UNITED STATES SECURITIES AND EXCHANGE COMMISSION
Litigation Release No.. 17818 / October 30, 2002
Securities and Exchange Commission v. Southmark Advisory, Inc., Southmark, Inc., and Wendell D. Belden, Civil Action No. 02-CV-830-E (N.D.Okla.)
SEC CHARGES SOUTHMARK ADVISORY, INC., SOUTHMARK, INC., AND WENDELL D. BELDEN WITH SECURITIES FRAUD, BASED ON DECEPTIVE SALES PRACTICES THAT ENRICHED BELDEN AT HIS CLIENTS' EXPENSE
The Securities and Exchange Commission announced today that it filed a securities fraud action in the United States District Court for the Northern District of Oklahoma, against Southmark Advisory, Inc., an SEC-registered investment adviser, Southmark, Inc., an SEC-registered broker-dealer, and Wendell D. Belden, the owner of both firms, all located in Tulsa, Oklahoma. According to the SEC's complaint, from 1996 and through the present, Belden has used Southmark Advisory and Southmark, Inc. to defraud his predominantly elderly clients, by misleading them about their investment options and the security of their invested principal, and by investing their money in a manner calculated to enrich himself at their expense.

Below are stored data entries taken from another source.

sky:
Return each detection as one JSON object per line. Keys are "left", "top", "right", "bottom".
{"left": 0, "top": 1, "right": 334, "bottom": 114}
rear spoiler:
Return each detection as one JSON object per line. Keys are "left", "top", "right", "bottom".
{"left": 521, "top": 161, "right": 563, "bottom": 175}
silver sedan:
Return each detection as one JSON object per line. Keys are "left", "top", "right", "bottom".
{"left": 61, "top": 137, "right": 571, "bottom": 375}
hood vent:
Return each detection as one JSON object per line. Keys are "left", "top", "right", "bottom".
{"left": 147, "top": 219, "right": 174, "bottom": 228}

The SEC alleges that Belden attracts seniors who want safe investments by advertising certificates of deposit ("CDs") in local periodicals and the yellow pages, and then, in a classic "bait and switch" maneuver, aggressively pitches to the prospective investors, in lieu of CDs, a purportedly personalized, managed mutual fund investment program. The SEC alleges that Belden defrauded his clients by lying about the safety of the managed mutual fund program; by failing to tell the clients about other investment options that were more advantageous; by failing to tell the clients that his brokerage firm, Southmark, Inc., would earn a 4% sales commission if the clients invested in the managed mutual fund program; and by failing to tell the clients about disciplinary sanctions that the State of Oklahoma and the NASD had imposed against Belden. According to the SEC, since 1996 Belden and his Southmark entities have, by way of this fraudulent scheme, sold mutual fund shares worth at least $82,801,550, victimized at least 400 predominantly elderly or retired investors, and fraudulently earned at least $5,000,000, including $3,312,062 in brokerage commissions. Contrary to Belden's fraudulent assurances that the managed mutual fund investments were "as safe as" or "safer than" CDs, many investors have seen the value of their investment in the mutual fund program diminish significantly during the recent bear market.
The SEC alleges in its complaint that Southmark Advisory, Southmark, Inc., and Belden violated, and aided and abetted violations of, Section 17(a) of the Securities Act of 1933; Section 10(b) of the Securities Exchange Act of 1934 and Rules 10b-5 and 15b3-1 thereunder; and Sections 204, 206(1), 206(2), 206(4) and 207 of the Investment Advisers Act of 1940 and Rules 204-1(a)(2), 206(4)-4(a)(2), and 206(4)-4(c) thereunder. In its action, the SEC asks the court to restrain the defendants temporarily from further violations of the foregoing securities laws, to appoint a receiver to take control of Southmark Advisory and Southmark, Inc. and assist the clients with retaining a legitimate adviser for their accounts, and to freeze the defendants' assets, so that the proceeds of the fraud can be preserved and ultimately returned to the investors. The SEC also requests in its action that the court permanently enjoin Southmark Advisory, Inc., Southmark, Inc., and Belden from violating the federal securities laws, and order them to disgorge all illicit profits from their fraudulent conduct, with prejudgment interest, and pay civil money penalties.
The SEC staff acknowledges the assistance of the Oklahoma Department of Securities, and District No. 5 of the National Association of Securities Dealers - Regulation, Inc. in the investigation of the facts leading to this action.